L’objectif de l’ennemi extérieur n’est pas seulement le centre, mais tout le Mali afin de pouvoir bien nous exploiter encore, exploiter nos ressources qui nous reviennent de droit. Le Mali n’est pas le seul pays que l’ennemi extérieur vise, si les précautions ne sont pas prises, la même chose se passera au Burkina et dans d’autres pays voisins.

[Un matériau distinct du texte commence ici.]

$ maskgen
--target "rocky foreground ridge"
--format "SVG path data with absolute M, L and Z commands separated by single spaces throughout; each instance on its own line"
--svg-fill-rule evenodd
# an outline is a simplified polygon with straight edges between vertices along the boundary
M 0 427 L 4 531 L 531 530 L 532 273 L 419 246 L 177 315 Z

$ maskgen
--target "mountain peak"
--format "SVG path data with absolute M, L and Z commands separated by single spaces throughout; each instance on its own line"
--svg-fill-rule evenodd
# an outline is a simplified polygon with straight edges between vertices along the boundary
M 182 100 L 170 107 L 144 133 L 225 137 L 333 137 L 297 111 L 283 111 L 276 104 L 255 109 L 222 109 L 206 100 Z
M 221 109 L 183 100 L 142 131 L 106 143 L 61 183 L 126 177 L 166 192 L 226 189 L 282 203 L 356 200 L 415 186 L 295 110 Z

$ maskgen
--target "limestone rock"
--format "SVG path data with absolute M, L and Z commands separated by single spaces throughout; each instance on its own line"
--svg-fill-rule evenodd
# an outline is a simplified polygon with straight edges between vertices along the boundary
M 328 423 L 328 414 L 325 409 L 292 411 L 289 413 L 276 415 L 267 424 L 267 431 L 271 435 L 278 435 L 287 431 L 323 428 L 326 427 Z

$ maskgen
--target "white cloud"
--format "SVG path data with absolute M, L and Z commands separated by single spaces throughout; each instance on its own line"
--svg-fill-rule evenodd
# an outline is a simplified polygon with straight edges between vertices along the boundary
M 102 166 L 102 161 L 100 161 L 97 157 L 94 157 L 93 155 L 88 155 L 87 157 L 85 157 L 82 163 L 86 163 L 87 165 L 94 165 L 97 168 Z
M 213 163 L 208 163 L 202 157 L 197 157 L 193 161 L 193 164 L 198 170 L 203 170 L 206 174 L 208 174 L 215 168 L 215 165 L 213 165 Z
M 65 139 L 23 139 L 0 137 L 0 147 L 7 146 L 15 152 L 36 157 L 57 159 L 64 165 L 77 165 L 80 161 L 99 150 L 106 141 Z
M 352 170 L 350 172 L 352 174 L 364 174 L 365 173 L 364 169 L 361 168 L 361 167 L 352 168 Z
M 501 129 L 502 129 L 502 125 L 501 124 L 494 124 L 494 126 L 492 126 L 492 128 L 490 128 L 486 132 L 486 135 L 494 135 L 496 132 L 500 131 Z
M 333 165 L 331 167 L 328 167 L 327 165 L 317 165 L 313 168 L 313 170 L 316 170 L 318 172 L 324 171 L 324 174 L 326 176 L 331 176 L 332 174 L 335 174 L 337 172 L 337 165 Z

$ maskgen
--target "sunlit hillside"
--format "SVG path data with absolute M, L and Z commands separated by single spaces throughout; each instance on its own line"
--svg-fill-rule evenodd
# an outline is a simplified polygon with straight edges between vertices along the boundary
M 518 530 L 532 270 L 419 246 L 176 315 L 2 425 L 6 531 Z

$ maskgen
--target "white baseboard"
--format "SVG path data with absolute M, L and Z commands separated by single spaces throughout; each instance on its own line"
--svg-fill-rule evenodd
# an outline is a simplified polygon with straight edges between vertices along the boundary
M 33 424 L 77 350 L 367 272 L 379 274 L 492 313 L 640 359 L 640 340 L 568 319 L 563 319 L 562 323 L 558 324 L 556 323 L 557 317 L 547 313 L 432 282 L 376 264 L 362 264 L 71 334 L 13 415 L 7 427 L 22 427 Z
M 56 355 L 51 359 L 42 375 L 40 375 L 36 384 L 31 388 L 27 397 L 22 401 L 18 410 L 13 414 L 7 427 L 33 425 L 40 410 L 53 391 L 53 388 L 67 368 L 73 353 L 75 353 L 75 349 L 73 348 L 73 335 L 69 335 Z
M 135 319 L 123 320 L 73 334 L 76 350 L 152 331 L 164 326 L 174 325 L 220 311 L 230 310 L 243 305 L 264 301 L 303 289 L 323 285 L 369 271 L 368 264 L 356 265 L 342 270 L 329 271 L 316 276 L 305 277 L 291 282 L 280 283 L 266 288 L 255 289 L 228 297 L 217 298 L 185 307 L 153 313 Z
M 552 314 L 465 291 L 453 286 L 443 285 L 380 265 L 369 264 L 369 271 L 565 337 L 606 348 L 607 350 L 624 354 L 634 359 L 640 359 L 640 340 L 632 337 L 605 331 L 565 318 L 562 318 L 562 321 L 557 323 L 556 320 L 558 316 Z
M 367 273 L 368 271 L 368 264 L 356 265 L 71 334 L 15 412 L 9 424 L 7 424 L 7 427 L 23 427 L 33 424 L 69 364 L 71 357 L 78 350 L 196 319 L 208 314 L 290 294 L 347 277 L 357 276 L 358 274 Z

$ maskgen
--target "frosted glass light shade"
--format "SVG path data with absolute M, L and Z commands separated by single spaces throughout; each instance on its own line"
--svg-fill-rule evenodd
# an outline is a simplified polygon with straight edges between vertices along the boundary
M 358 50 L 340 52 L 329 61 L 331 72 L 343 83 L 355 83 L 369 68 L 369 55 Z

Ce qui est possible pour une sortie de crise serait la concertation directe entre Maliens sur le terrain avec la présence de l’État, les acteurs de la société civile, les bons leaders religieux. Il faudra plus de pragmatisme, car nombreuses sont ces personnes victimes du conflit qui ont besoin de soutien, d’accompagnement. Il ne s’agit pas que de soutien matériel, mais surtout un soutien moral, psychologique. En plus de cela, il est temps que l’État malien revienne au Mali, écoute les Maliens et serve les Maliens. Le Mali de Modibo Keita, ce grand panafricain. Ce que certains ne savent pas, c’est que l’histoire est cyclique, la colonisation a été dominante un moment donné par la présence de l’armée française sur notre terre. Aujourd’hui elle revient sous une autre forme par la présence des militaires français au nord de notre pays. Il faut donc renvoyer ces militaires chez eux sinon rien ne s’arrangerait. Il faut une union sous régional pour contre carrer toutes les attaques terroristes.
À tous les Dogons, Peuls et tous les Maliens, il nous faut un bon discernement pour ne pas être victimes de nous-mêmes, de nos passions et nos émotions. Nous sommes Maliens avant tout, et heurter les uns les autres ne sert à rien, l’on ne peut rien construire dans la bagarre. À chacun d’apporter sa pierre à l’édification du Mali nouveau, uni et prospère.